What are types?

This chapter is an informal (and possibly opinionated) overview of type systems. It is necessary to understand this chapter to understand the mental model, because according to the mental model:

Unsafe is a way to escape the type system.

Programming languages

Programming languages usually provide the following components (there may be variations):

  • A syntax to write programs, usually some grammar.
  • The meaning of programs, usually some operational semantics (how programs execute).

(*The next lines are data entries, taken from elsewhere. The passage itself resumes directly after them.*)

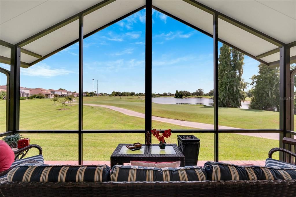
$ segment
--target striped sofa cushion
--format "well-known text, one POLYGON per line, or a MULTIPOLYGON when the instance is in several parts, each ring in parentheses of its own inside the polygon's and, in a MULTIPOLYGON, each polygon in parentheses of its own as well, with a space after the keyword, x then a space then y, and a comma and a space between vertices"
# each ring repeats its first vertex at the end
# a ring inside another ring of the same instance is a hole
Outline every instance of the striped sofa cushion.
POLYGON ((25 159, 22 159, 19 160, 16 160, 11 164, 10 167, 13 167, 17 165, 18 164, 19 164, 20 163, 27 160, 35 160, 40 163, 41 164, 44 163, 44 159, 43 158, 43 156, 42 155, 35 155, 29 157, 27 157, 25 159))
POLYGON ((7 174, 0 177, 0 183, 7 181, 7 174))
POLYGON ((110 181, 110 170, 107 165, 65 166, 38 164, 18 166, 8 172, 9 181, 83 182, 110 181))
POLYGON ((111 181, 175 181, 207 180, 205 170, 197 166, 158 168, 116 165, 111 171, 111 181))
POLYGON ((207 162, 204 166, 209 180, 276 180, 296 179, 296 169, 267 166, 243 166, 207 162))
POLYGON ((268 158, 265 160, 265 165, 274 168, 294 168, 296 169, 296 165, 293 165, 287 162, 268 158))
MULTIPOLYGON (((30 163, 26 163, 26 164, 21 164, 18 166, 47 166, 50 165, 48 165, 47 164, 30 164, 30 163)), ((7 174, 5 175, 4 175, 1 177, 0 177, 0 183, 2 182, 4 182, 6 181, 8 181, 7 179, 7 174)))

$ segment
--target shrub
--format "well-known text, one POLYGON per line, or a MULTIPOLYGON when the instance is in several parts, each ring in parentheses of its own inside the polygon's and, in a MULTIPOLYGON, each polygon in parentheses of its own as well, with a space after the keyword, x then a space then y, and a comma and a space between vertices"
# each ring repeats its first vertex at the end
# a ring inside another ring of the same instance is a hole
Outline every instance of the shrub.
POLYGON ((2 140, 6 142, 8 144, 11 143, 15 143, 17 144, 18 141, 20 140, 22 135, 19 133, 16 133, 9 135, 7 135, 2 139, 2 140))

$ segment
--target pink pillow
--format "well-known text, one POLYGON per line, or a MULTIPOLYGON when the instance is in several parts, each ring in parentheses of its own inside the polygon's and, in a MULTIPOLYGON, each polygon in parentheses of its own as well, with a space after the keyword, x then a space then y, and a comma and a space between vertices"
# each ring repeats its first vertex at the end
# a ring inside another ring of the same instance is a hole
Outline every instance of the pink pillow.
POLYGON ((136 161, 131 161, 132 166, 139 166, 143 167, 155 167, 157 168, 177 168, 180 167, 180 162, 140 162, 136 161))
POLYGON ((15 161, 15 154, 11 148, 0 140, 0 172, 9 169, 15 161))

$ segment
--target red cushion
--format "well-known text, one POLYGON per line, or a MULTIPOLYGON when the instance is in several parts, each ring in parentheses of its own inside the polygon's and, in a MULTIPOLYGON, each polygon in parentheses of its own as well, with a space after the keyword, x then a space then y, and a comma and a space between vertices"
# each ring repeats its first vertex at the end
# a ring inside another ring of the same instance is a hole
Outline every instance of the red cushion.
POLYGON ((9 169, 15 161, 15 154, 11 148, 0 140, 0 172, 9 169))

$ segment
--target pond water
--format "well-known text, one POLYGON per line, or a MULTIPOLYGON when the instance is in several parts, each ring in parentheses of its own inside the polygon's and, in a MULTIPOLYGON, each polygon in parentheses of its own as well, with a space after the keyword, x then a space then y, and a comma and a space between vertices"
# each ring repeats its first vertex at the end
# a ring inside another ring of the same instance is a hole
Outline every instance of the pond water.
MULTIPOLYGON (((152 98, 152 102, 159 104, 173 105, 202 105, 213 106, 213 99, 211 98, 176 98, 173 97, 160 97, 152 98)), ((248 109, 250 102, 248 101, 242 102, 241 109, 248 109)))

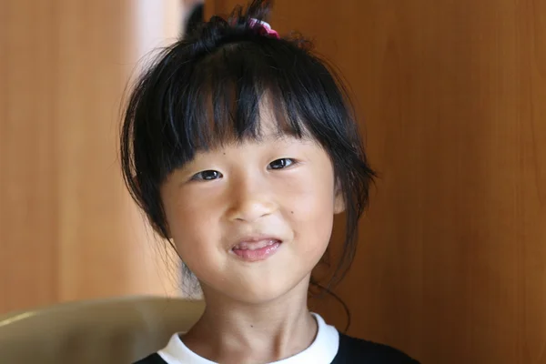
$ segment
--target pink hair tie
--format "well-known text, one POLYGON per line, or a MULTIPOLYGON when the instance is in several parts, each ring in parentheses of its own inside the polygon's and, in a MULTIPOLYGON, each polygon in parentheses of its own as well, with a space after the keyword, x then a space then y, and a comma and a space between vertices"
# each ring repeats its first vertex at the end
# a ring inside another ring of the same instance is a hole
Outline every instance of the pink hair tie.
POLYGON ((259 33, 262 35, 269 35, 277 39, 280 39, 278 36, 278 33, 276 30, 271 28, 268 23, 264 22, 263 20, 258 20, 255 18, 251 18, 248 22, 251 27, 256 27, 258 29, 259 33))

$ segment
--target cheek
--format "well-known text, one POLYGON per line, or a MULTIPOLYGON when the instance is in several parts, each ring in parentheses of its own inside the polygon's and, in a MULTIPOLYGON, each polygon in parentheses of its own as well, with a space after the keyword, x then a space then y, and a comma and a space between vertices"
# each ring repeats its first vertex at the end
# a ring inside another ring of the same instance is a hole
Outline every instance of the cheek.
POLYGON ((329 242, 334 218, 333 178, 316 179, 300 184, 286 198, 288 221, 298 241, 300 254, 317 259, 329 242))

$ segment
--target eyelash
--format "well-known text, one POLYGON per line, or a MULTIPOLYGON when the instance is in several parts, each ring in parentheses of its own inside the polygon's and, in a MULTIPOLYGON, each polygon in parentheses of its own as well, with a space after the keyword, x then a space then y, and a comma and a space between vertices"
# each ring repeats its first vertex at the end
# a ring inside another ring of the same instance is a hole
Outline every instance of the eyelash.
MULTIPOLYGON (((295 165, 297 165, 298 162, 293 159, 293 158, 278 158, 278 159, 275 159, 273 162, 269 163, 268 165, 268 169, 272 169, 272 170, 278 170, 278 169, 285 169, 288 168, 289 167, 293 167, 295 165), (272 167, 271 165, 273 165, 273 163, 275 162, 278 162, 278 161, 283 161, 283 166, 281 166, 281 167, 277 168, 277 167, 272 167), (286 165, 286 161, 289 161, 289 163, 288 164, 288 166, 286 165)), ((207 170, 204 170, 202 172, 197 173, 195 174, 191 179, 194 181, 212 181, 217 178, 221 178, 223 177, 223 175, 216 170, 213 169, 207 169, 207 170), (213 176, 205 176, 205 174, 213 174, 213 176)))

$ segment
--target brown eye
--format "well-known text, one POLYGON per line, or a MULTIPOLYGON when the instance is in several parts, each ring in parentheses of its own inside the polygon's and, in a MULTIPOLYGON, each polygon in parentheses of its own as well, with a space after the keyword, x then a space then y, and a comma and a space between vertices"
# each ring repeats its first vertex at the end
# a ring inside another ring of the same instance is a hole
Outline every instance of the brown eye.
POLYGON ((282 169, 290 167, 295 163, 291 158, 280 158, 269 163, 269 169, 282 169))
POLYGON ((197 173, 191 179, 198 181, 211 181, 213 179, 221 178, 222 177, 222 174, 218 171, 206 170, 197 173))

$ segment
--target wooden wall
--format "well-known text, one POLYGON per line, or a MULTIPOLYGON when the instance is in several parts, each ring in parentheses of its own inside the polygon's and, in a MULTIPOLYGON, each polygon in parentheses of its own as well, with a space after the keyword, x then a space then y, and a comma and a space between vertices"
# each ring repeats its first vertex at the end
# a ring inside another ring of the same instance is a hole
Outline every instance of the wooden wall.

The most common and practical meaning of programs is their execution output (effects and/or values), which is usually why programs are written and executed. However, for most realistic programming languages, not all programs have a meaning. In particular, program execution is not always defined (think undefined behavior). This is the reason why type systems exist.

Type systems

Type systems try to decide whether programs are defined1 in a mechanized way. They tell whether a program is defined without human interaction, but they may need non-interactive human assistance in the form of program annotations (see next section).

Type systems come with a proof of soundness: if the type system says a program is defined then the program is defined. However, this classification is an undecidable problem for non-trivial languages, which is why type systems may classify a program as possibly undefined although it is actually defined. This is the reason why unsafe exists.

Unsafe is a way to make the type system agree that a program is defined. This argumentation is done informally by a human, and is thus not mechanized. This suddenly introduces the notion of human errors. The usage of unsafe may thus break the soundness property of the type system. This is why soundness must be preserved when using unsafe.

Types

Most type systems follow the same techniques. They introduce a notion of types to classify programs. Types are an additional syntax (with its own grammar) to annotate programs and their parts (like expressions, variables, statements, functions, etc). The type system provides rules on how those types combine and interact based on the program structure.

It is natural to interpret types as sets of values (or more generally mathematical objects describing the possible runtime states at a given point in the execution of the program they are annotating), called their type interpretation and written |T|. For example, the interpretation |i32| of i32 could be all the 32-bits integers, and |*const i32| could be all the pointer-wide integers with an optional provenance. This interpretation may depend on the execution environment, like the memory.

Types can also be seen as a form of contract between different parts of the program. This is how, when all the contracts in a program are satisfied, it is possible to say something about the program's behavior. In particular, when the output of one part of a program is the input of another part of the program, the type (or contract) at this junction specifies which values are permitted. The output program promises to not output values outside the contract, and the input program promises to accept all values inside the contract.

Subtyping

Interpreting types as sets of values naturally generates a notion of subtyping through set inclusion. A type A is a subtype of B, which we'll write A <: B, if |A| is included in |B|. For example, all values of type &'static i32 are also values of type &'a i32 so &'static i32 is a subtype of &'a i32.

This notion of subtyping can be used to plug parts of a program together even when they don't have the same contract. For example, an expression of type T can be used where an expression of type S is expected as long as T is a subtype of S. Because subtyping is a reflexive and transitive relation, we can always require contracts to match exactly and let the programmer explicitly use subtyping to change one or the other to make them match.

Variance

The notions of subtyping and type-level functions naturally generate a notion of variance defining how Foo<A> and Foo<B> relate when A is a subtype of B:

  • If Foo<T> is co-variant in T then Foo<A> is a subtype of Foo<B>.
  • If Foo<T> is contra-variant in T then Foo<B> is a subtype of Foo<A>.
  • If Foo<T> is invariant in T then there's no particular relation between Foo<A> and Foo<B>.

A well-known example of variance is the function type fn(P) -> R. It is contra-variant in P and co-variant in R. You can call a function with an argument of type Q as long as Q <: P, and you can use its result where an expression of type S is expected as long as R <: S. Equivalently, we have fn(P) -> R <: fn(Q) -> S thus the function also has the type fn(Q) -> S.

A less-known (and possibly controversial) example is the mutable reference type &mut T. It is usually assumed to be invariant in T. In reality, there are 2 separate occurrences of T in &mut T, one of them being co-variant and the other contra-variant. This is discussed in the next chapter.

1

Type systems may also be used to decide other properties (like termination) or to generate parts of the program. Those alternative roles are not relevant for unsafe and will be ignored.